Cryofracture
The cryofracture technique consists in rapid freezing of a biological sample and its fracturing at low temperature under vacuum. A replica of the fractured surface is then generated by evaporation of carbon and platinum. The replica is separated from the tissue leaving a thin Pt – Carbon film observed in a transmission electron microscope (TEM).
Preparation of samples
The biological sample is submitted to rapid/ultrarapid freezing. When the temperature decreases below the freezing point the general hydration water of the living matter crystallizes in situ in many small crystals. These may damage samples, in particular the cellular membranes.
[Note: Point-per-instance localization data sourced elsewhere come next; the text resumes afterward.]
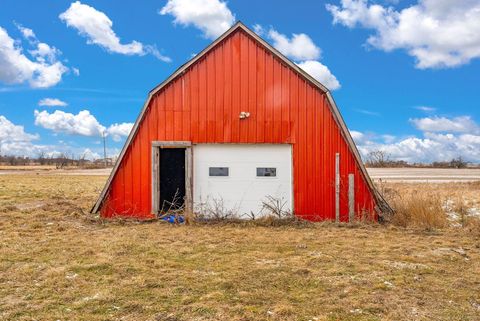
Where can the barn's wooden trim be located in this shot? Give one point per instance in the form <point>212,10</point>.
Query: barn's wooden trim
<point>155,179</point>
<point>189,180</point>
<point>157,146</point>
<point>239,25</point>
<point>171,144</point>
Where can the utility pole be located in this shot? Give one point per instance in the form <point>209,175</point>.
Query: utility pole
<point>104,148</point>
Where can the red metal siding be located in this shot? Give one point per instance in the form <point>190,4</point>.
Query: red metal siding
<point>202,105</point>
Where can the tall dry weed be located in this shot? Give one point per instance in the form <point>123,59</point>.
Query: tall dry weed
<point>419,209</point>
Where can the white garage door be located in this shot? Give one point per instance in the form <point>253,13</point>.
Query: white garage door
<point>239,178</point>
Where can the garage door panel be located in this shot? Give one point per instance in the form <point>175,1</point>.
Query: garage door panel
<point>242,190</point>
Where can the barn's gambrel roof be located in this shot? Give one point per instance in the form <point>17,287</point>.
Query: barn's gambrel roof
<point>239,25</point>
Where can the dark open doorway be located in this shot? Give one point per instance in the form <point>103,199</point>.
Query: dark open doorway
<point>172,178</point>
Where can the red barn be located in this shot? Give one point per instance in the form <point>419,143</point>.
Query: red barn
<point>236,126</point>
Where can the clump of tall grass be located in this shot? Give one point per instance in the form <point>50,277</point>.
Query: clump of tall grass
<point>417,209</point>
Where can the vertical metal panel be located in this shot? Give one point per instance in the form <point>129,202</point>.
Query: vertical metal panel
<point>337,187</point>
<point>351,197</point>
<point>203,105</point>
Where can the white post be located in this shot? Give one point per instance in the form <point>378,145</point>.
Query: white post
<point>351,197</point>
<point>337,187</point>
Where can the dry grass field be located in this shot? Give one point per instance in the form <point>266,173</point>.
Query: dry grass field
<point>59,263</point>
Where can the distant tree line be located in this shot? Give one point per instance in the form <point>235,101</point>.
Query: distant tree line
<point>381,158</point>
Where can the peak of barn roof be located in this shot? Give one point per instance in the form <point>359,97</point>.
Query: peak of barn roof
<point>240,26</point>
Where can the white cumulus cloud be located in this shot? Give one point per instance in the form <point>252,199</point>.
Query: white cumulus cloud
<point>14,140</point>
<point>306,54</point>
<point>96,26</point>
<point>118,131</point>
<point>442,140</point>
<point>438,33</point>
<point>42,70</point>
<point>321,73</point>
<point>52,102</point>
<point>82,124</point>
<point>298,47</point>
<point>462,124</point>
<point>212,17</point>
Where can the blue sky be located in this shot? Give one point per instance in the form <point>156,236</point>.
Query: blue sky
<point>405,74</point>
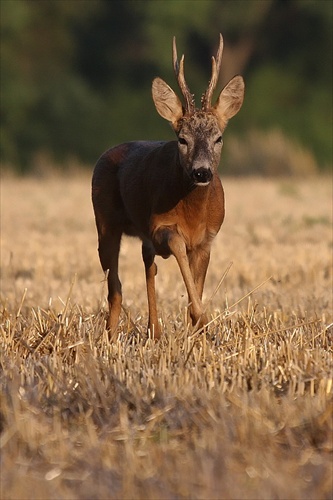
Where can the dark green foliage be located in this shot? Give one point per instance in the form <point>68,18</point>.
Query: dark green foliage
<point>76,75</point>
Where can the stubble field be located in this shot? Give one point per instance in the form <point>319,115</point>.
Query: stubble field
<point>243,410</point>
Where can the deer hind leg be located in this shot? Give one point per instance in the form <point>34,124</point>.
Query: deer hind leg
<point>148,255</point>
<point>109,246</point>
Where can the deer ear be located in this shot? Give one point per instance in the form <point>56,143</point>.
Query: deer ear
<point>230,100</point>
<point>166,101</point>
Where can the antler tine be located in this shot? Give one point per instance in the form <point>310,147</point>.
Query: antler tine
<point>179,71</point>
<point>206,99</point>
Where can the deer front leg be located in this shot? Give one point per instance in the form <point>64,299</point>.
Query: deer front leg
<point>198,261</point>
<point>176,245</point>
<point>148,255</point>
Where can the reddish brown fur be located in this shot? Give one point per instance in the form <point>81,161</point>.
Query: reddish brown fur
<point>166,193</point>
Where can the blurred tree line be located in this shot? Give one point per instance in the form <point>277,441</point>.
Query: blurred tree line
<point>76,74</point>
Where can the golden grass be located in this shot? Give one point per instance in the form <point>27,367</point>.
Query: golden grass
<point>241,411</point>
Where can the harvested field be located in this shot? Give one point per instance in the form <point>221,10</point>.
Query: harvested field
<point>243,410</point>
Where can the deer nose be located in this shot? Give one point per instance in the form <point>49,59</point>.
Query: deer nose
<point>202,175</point>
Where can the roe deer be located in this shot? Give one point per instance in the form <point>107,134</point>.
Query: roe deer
<point>168,194</point>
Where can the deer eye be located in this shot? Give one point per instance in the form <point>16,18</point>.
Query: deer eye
<point>181,140</point>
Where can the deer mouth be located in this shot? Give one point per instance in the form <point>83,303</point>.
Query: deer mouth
<point>201,176</point>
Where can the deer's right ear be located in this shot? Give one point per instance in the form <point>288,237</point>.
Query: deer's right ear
<point>166,101</point>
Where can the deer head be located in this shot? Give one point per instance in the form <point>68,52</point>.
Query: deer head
<point>199,131</point>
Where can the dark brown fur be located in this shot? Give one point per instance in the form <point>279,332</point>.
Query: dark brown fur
<point>166,193</point>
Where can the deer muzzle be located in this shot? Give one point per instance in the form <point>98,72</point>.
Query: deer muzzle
<point>202,176</point>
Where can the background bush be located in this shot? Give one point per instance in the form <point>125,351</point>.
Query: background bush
<point>76,75</point>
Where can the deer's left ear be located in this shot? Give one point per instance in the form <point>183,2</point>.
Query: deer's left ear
<point>166,101</point>
<point>229,101</point>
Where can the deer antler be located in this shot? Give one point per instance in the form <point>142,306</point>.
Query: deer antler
<point>206,99</point>
<point>179,71</point>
A high speed of freezing partly avoids the formation of these crystals. It is also possible to protect the sample before freezing by a pretreatment with a cryoprotectant such as an aqueous glycerol (25%). And to prevent plasmolysis of cells resulting from glycerol treatment the sample may be fixed with glutaraldehyde.
Sample preparation is function of water content of the tissues. In general, for samples with water content varying from 50 to 80% a prefixation with 4% glutaraldehyde and 25% glycerol treatment before freezing result in nice images. For samples with very low water content as dry ungerminated seeds (5 to 10 % water content) or seeds germinated for a few hours (20 to 45% water content) higher concentrations of both glycerol and glutaraldehyde (50%) result in good qualities images.
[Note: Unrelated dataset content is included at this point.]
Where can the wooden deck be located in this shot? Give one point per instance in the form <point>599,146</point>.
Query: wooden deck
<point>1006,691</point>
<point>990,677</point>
Fracture of frozen samples : on the right
The frozen samples on their support are disposed in a particular instrument (example Balzers BA 360 M) at -100°C under high vacuum. They are fractured with a microtome equipped with Eversharp – shick blade and maintained at low temperature with liquid nitrogen.
Depending on the level of fracture it is possible to image the outer surface of sample or internal structures of the sample. However, the technique is extremely useful for examining the macromolecular structure of membranes. Indeed, the fracture preferentially splits the membranes along weak hydrophobic planes and separates membrane phospholipids into two opposite and complementary faces (see figure on the right).
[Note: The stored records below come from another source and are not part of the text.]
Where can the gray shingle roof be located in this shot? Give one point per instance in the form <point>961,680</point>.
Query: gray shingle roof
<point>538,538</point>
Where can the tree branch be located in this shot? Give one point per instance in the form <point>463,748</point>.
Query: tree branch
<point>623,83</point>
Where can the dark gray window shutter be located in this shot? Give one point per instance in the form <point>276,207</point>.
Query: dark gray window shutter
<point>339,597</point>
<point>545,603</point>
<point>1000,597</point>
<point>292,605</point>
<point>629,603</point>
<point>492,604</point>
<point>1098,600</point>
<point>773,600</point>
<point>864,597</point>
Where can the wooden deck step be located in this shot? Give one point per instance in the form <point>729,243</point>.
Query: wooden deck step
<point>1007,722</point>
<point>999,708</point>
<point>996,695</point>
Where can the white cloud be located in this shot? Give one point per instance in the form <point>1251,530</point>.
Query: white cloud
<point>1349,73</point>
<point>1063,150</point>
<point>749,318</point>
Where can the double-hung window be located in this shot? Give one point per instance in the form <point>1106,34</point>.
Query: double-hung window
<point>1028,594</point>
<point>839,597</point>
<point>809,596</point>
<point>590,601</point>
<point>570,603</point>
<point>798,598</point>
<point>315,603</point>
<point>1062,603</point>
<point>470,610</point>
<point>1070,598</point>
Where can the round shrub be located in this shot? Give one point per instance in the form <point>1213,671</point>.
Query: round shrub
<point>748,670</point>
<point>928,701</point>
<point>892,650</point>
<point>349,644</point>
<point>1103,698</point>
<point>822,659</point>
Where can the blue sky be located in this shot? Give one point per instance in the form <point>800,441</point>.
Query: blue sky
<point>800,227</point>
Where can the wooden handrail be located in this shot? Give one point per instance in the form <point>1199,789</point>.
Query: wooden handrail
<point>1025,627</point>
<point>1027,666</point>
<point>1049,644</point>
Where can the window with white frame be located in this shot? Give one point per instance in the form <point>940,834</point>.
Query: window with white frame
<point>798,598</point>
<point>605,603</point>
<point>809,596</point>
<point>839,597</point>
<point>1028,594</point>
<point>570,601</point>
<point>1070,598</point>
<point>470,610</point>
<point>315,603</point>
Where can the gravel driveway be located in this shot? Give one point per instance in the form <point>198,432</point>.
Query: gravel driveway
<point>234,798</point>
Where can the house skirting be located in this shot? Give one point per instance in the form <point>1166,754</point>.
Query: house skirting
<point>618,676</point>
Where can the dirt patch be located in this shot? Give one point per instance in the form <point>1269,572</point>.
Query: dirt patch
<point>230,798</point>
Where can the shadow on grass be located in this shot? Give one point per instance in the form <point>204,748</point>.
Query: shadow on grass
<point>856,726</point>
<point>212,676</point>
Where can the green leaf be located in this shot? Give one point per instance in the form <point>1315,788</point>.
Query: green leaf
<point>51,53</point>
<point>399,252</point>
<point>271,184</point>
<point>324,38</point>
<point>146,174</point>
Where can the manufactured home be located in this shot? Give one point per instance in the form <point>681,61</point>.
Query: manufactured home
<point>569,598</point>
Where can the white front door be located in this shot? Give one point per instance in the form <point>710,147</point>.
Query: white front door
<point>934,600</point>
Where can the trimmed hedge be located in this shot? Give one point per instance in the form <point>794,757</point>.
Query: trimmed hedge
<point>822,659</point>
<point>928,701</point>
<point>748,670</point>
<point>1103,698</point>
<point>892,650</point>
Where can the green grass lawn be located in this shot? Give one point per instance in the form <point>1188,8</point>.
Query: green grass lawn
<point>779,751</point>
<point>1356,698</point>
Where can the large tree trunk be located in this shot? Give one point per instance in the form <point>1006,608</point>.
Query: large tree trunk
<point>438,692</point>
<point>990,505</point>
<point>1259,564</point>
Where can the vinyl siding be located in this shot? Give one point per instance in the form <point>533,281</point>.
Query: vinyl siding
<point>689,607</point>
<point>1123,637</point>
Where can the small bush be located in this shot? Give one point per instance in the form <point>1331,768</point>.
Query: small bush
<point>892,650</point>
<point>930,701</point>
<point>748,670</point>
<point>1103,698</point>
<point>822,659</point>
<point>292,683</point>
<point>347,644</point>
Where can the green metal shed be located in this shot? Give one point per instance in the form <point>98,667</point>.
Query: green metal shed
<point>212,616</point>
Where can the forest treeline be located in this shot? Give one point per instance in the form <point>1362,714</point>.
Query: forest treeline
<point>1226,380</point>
The fracture occurs inside the phospholipid bilayer (conituous line). The process yields two fracture faces designated according to the nomenclature of Branton et al. (1975): the PF face is half of the membrane that remains attached to the cytoplasm (protoplasmic face) and the EF face, half of the bimolecular leaflet that remains attached to the extracellular medium (cell wall in plant cells) after fracturing.
Shadowing
The details of structures revealed by the fracture are covered at -100 °C by a thin layer of carbon – Pt evaporated over the fractured surface. Carbon and platinum are evaporated from an angle (30 to 45°) that confers a three-dimensional image of the fractured surface. A thin layer of carbon is then evaporated to stabilize and reinforce the replica. Both layers, Pt – C and C form the replica.
The structures of the specimen exposed to the source will be covered by carbon – Pt will stop electrons and will appear electron dense. On the contrary the structural details of the surface that are on the opposite of the source will not be covered by Pt – C. They will allow the passage of electrons and they will appear bright.
On the right : principle of shadowing according to (1970) in « Electron Microscopy and plant ultrastructure ». Ed McGraww Hill.
a: evaporation of metal from a filament.
b: proportion of electrons that will reach the screen of the transmission electron microscope.
Cleaning of the replica
The vacuum is broken, and the sample covered with the replica is removed. It is firstly immersed in a solution of 10% sulfuric acid then in 75% sulfuric acid to digest the biological material adhering to the replica. Once the digestion is complete the replica is transferred in bi distilled – water to be washed several times. It is finally mounted on formvar copper coated electron microscope grid and observed with a transmission electron microscope.
Beow portions of the plasma membrane faces with small globular structures corresponding to intramembrane proteins. Their projected shadow appears bright.